Large language models are quite good at writing code. This is hardly news – millions of developers use AI assistants in their daily work. But it's one thing to write a functional snippet and quite another to write the fastest possible code. This is especially true for computations where every millisecond counts: scientific simulations, data processing, and machine learning tasks.
This is precisely what the new experiment from the AMD team addresses. In the second part of their series on AI agents for high-performance computing (HPC), researchers showed how a language model can be made to not just generate code, but to iteratively improve it – repeatedly, until performance reaches the desired level.
The Problem: Writing Isn't Optimizing
When we ask an AI to write code, it usually produces something that works. But 'working' and 'fast' are not the same thing. In high-performance computing, code must make the most of the hardware's capabilities: parallel computing, memory features, and the specifics of a particular processor or graphics card.
A human expert handles this through iterations: writing, running, measuring, and rewriting. And the rewriting isn't random; it's based on an understanding of what is slowing the program down. Can an AI be taught to do the same?
The answer proposed by the authors of the publication is yes – if you give the model the right tools and the right feedback.
OpenEvolve: Code Evolution as a Strategy
At the core of the experiment is a tool called OpenEvolve. Simply put, it's a system that approaches code optimization in the same way biological evolution approaches survival: through numerous attempts, selection of the best variants, and gradual improvement.
Here's how it works in practice:
- The AI agent receives the source code and the task – to make it faster.
- The model suggests changes: rewriting snippets, trying different approaches.
- Each variant is run and measured to see how fast it is compared to the previous one.
- The best variants 'survive' and become the basis for the next round of changes.
- The cycle repeats.
This isn't just 'asking the AI to rewrite the code.' It's a guided iterative process, where each iteration is based on actual performance measurements, not on the model's intuition.
MCP: How the Agent 'Talks' to Tools
A separate part of the experiment deals with how precisely the AI agent interacts with optimization tools. It uses an approach called MCP (Model Context Protocol), which is, in short, a standardized way for a language model to call external tools and receive results from them.
Imagine the agent has 'hands': it can run the code, get the measurement result, pass it back to the model, and the model then decides on the next step. MCP describes precisely how these 'hands' are structured and how to use them.
This is a crucial point because, without this connection, the agent would be limited to its own internal assumptions about what works well and what doesn't. With MCP, it receives real data from a real environment, and this fundamentally changes the quality of the optimization.
The End Result
The experiment was conducted on tasks from the field of high-performance computing – those where GPU speed is critical. The results showed that the iterative approach with OpenEvolve genuinely allows the agent to find more performant solutions than what it would have proposed on the first try.

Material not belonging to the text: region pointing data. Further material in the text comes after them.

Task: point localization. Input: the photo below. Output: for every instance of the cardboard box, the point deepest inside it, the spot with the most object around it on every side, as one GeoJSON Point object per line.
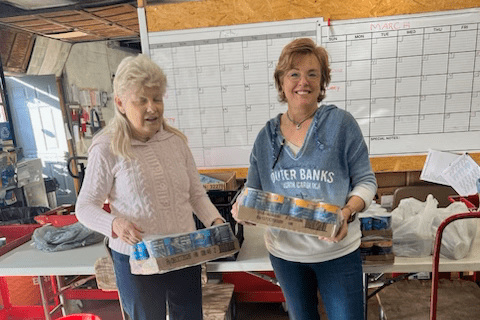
{"type": "Point", "coordinates": [160, 254]}
{"type": "Point", "coordinates": [229, 181]}
{"type": "Point", "coordinates": [286, 222]}
{"type": "Point", "coordinates": [164, 264]}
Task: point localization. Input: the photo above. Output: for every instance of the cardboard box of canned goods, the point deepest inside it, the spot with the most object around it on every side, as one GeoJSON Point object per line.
{"type": "Point", "coordinates": [293, 214]}
{"type": "Point", "coordinates": [160, 254]}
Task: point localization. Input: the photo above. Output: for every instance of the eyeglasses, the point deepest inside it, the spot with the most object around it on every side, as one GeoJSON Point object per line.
{"type": "Point", "coordinates": [295, 75]}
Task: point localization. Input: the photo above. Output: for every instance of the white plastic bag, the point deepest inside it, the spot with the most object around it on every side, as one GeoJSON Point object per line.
{"type": "Point", "coordinates": [411, 224]}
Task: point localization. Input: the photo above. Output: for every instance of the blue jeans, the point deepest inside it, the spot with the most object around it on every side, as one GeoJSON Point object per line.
{"type": "Point", "coordinates": [340, 282]}
{"type": "Point", "coordinates": [144, 297]}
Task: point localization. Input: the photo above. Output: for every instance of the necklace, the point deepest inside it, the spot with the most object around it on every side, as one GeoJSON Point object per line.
{"type": "Point", "coordinates": [299, 124]}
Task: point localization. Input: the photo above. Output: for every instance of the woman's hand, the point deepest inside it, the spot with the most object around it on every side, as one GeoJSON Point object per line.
{"type": "Point", "coordinates": [342, 233]}
{"type": "Point", "coordinates": [127, 231]}
{"type": "Point", "coordinates": [235, 211]}
{"type": "Point", "coordinates": [217, 221]}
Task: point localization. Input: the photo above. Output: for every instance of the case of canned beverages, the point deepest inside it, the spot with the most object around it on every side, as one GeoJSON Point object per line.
{"type": "Point", "coordinates": [160, 254]}
{"type": "Point", "coordinates": [293, 214]}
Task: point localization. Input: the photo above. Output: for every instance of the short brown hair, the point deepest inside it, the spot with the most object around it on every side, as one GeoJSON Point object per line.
{"type": "Point", "coordinates": [302, 46]}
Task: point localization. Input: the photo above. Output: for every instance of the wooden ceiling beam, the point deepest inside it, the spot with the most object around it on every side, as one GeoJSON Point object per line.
{"type": "Point", "coordinates": [105, 21]}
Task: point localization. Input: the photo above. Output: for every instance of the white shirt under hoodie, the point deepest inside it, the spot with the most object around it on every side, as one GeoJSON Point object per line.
{"type": "Point", "coordinates": [158, 190]}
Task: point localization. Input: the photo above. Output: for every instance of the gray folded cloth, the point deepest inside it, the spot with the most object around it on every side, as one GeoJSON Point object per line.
{"type": "Point", "coordinates": [50, 239]}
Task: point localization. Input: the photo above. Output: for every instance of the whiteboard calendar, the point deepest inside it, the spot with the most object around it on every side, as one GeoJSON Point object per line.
{"type": "Point", "coordinates": [412, 82]}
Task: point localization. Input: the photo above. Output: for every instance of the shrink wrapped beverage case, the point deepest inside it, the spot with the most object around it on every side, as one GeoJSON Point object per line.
{"type": "Point", "coordinates": [293, 214]}
{"type": "Point", "coordinates": [164, 253]}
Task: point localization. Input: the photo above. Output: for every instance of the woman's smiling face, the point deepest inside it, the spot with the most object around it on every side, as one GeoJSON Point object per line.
{"type": "Point", "coordinates": [301, 84]}
{"type": "Point", "coordinates": [143, 108]}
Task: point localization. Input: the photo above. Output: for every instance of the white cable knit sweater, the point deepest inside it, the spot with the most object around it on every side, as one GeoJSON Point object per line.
{"type": "Point", "coordinates": [158, 190]}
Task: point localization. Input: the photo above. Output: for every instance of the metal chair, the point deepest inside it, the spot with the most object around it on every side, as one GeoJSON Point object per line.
{"type": "Point", "coordinates": [418, 299]}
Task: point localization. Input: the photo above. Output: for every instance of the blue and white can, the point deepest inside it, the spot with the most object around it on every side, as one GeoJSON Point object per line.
{"type": "Point", "coordinates": [276, 203]}
{"type": "Point", "coordinates": [140, 251]}
{"type": "Point", "coordinates": [201, 238]}
{"type": "Point", "coordinates": [301, 208]}
{"type": "Point", "coordinates": [157, 248]}
{"type": "Point", "coordinates": [179, 244]}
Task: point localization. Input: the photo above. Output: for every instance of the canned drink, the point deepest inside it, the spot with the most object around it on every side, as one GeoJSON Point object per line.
{"type": "Point", "coordinates": [179, 244]}
{"type": "Point", "coordinates": [366, 223]}
{"type": "Point", "coordinates": [221, 234]}
{"type": "Point", "coordinates": [249, 198]}
{"type": "Point", "coordinates": [325, 212]}
{"type": "Point", "coordinates": [275, 202]}
{"type": "Point", "coordinates": [140, 251]}
{"type": "Point", "coordinates": [301, 208]}
{"type": "Point", "coordinates": [261, 201]}
{"type": "Point", "coordinates": [157, 248]}
{"type": "Point", "coordinates": [201, 238]}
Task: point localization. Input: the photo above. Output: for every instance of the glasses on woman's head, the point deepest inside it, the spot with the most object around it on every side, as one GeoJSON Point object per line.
{"type": "Point", "coordinates": [295, 75]}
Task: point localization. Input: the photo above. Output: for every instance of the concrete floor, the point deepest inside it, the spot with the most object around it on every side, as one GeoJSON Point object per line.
{"type": "Point", "coordinates": [110, 310]}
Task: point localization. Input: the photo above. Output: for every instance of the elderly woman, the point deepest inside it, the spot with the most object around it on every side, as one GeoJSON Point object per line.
{"type": "Point", "coordinates": [145, 170]}
{"type": "Point", "coordinates": [317, 153]}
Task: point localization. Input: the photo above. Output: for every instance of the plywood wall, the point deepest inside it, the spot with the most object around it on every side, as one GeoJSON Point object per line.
{"type": "Point", "coordinates": [210, 13]}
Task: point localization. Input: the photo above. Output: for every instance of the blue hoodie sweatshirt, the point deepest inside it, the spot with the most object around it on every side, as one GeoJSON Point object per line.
{"type": "Point", "coordinates": [331, 166]}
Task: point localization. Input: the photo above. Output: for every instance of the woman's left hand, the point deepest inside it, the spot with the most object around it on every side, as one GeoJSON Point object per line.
{"type": "Point", "coordinates": [217, 221]}
{"type": "Point", "coordinates": [342, 233]}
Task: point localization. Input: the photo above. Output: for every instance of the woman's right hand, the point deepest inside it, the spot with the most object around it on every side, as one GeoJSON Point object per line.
{"type": "Point", "coordinates": [235, 211]}
{"type": "Point", "coordinates": [127, 231]}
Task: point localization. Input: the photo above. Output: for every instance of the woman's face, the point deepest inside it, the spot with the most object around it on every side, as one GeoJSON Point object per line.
{"type": "Point", "coordinates": [143, 108]}
{"type": "Point", "coordinates": [301, 84]}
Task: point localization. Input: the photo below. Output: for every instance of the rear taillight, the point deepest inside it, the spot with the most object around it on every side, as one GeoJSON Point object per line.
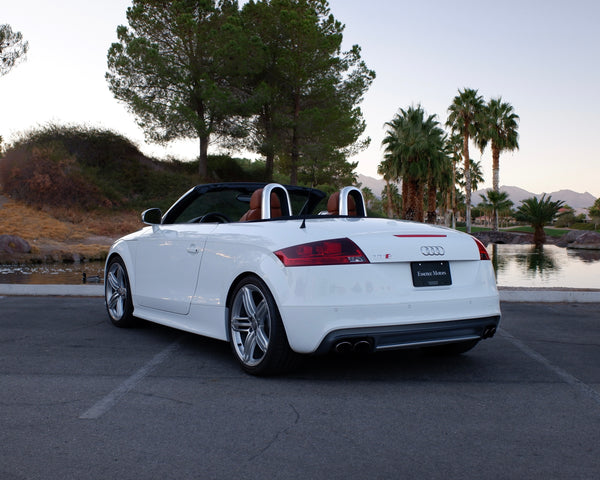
{"type": "Point", "coordinates": [483, 255]}
{"type": "Point", "coordinates": [339, 251]}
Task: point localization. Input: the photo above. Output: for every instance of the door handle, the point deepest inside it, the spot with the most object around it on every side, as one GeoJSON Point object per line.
{"type": "Point", "coordinates": [193, 249]}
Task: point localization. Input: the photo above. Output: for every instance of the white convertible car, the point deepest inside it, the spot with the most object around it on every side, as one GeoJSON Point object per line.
{"type": "Point", "coordinates": [280, 271]}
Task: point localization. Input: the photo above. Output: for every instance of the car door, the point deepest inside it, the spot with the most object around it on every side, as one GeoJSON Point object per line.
{"type": "Point", "coordinates": [167, 263]}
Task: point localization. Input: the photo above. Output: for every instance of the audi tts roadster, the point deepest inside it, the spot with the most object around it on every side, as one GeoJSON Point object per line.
{"type": "Point", "coordinates": [279, 271]}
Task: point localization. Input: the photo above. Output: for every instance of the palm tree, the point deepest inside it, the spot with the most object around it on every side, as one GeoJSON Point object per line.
{"type": "Point", "coordinates": [500, 124]}
{"type": "Point", "coordinates": [464, 118]}
{"type": "Point", "coordinates": [440, 177]}
{"type": "Point", "coordinates": [385, 169]}
{"type": "Point", "coordinates": [538, 213]}
{"type": "Point", "coordinates": [496, 202]}
{"type": "Point", "coordinates": [413, 143]}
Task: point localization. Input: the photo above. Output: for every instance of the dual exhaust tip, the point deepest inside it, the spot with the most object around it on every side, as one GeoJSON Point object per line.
{"type": "Point", "coordinates": [360, 345]}
{"type": "Point", "coordinates": [489, 331]}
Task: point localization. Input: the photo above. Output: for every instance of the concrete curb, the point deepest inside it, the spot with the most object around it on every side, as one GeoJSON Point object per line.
{"type": "Point", "coordinates": [531, 295]}
{"type": "Point", "coordinates": [52, 290]}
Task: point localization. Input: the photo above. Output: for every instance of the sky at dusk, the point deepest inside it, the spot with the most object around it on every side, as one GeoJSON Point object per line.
{"type": "Point", "coordinates": [543, 57]}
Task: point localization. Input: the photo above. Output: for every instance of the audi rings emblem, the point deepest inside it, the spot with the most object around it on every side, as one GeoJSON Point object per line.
{"type": "Point", "coordinates": [430, 251]}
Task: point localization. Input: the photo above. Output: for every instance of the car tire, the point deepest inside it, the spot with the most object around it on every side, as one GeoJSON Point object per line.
{"type": "Point", "coordinates": [451, 349]}
{"type": "Point", "coordinates": [117, 294]}
{"type": "Point", "coordinates": [256, 333]}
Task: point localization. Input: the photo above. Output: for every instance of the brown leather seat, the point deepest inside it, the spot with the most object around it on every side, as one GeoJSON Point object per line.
{"type": "Point", "coordinates": [255, 212]}
{"type": "Point", "coordinates": [333, 205]}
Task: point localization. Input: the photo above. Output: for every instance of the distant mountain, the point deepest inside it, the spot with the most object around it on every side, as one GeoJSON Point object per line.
{"type": "Point", "coordinates": [517, 195]}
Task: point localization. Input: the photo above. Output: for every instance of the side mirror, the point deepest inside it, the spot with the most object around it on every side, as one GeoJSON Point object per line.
{"type": "Point", "coordinates": [152, 216]}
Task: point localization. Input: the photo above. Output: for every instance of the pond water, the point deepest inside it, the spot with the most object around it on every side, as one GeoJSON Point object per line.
{"type": "Point", "coordinates": [515, 265]}
{"type": "Point", "coordinates": [549, 266]}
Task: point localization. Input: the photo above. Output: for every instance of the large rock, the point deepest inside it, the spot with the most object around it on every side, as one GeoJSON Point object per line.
{"type": "Point", "coordinates": [12, 244]}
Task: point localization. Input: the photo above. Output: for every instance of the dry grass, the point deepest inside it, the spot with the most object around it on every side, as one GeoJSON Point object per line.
{"type": "Point", "coordinates": [63, 235]}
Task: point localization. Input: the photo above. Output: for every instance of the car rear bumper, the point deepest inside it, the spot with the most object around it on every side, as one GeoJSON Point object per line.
{"type": "Point", "coordinates": [409, 336]}
{"type": "Point", "coordinates": [313, 328]}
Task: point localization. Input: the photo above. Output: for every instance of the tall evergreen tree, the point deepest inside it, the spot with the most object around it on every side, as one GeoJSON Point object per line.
{"type": "Point", "coordinates": [308, 90]}
{"type": "Point", "coordinates": [500, 126]}
{"type": "Point", "coordinates": [171, 66]}
{"type": "Point", "coordinates": [12, 48]}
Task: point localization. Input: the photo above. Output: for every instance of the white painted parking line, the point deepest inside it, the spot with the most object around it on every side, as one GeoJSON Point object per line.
{"type": "Point", "coordinates": [104, 405]}
{"type": "Point", "coordinates": [566, 376]}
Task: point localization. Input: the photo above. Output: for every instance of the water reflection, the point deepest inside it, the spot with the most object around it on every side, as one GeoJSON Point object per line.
{"type": "Point", "coordinates": [547, 266]}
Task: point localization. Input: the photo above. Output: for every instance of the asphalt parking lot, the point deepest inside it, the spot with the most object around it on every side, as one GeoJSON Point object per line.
{"type": "Point", "coordinates": [82, 399]}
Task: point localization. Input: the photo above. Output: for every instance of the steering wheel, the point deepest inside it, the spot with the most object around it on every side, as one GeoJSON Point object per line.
{"type": "Point", "coordinates": [211, 217]}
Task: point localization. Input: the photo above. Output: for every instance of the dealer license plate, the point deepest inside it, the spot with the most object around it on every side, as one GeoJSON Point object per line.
{"type": "Point", "coordinates": [431, 274]}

This doesn't mean the AI has surpassed an experienced optimization engineer. But it does demonstrate a working concept: automated optimization through iterations and measurements is a feasible idea, not just a theory.
For developers working on computationally intensive tasks, this could mean a new tool in their arsenal: not 'ask an AI to write fast code,' but 'launch an agent that will improve the code until it reaches the goal.'
Why This Is Interesting Beyond HPC
High-performance computing is a rather specific field. But the logic demonstrated by this experiment has broader applications.
Iterative improvement with feedback is, in essence, how any good engineering process works. And if an AI agent can integrate into this process not as a generator of ready-made solutions, but as a participant in the 'try-measure-improve' cycle, it changes how we think about development automation as a whole.
For now, such systems require configuration, contextual understanding, and a clear definition of what exactly we want to optimize. The agent doesn't know on its own that 'faster' is better until we tell it how to measure it. But this is a reasonable limitation, not a fundamental barrier.
Open Questions
Like any experiment, this work leaves some questions open.
How well does the approach scale to more complex codebases? What happens when optimizing one snippet degrades another? How does the agent handle situations where 'faster' is difficult to measure directly?
These questions don't devalue the result – they simply point the way for the next steps. And the very fact that AMD is publicly sharing such experiments suggests that the topic of AI agents for development is moving beyond research labs and becoming part of the practical engineering agenda.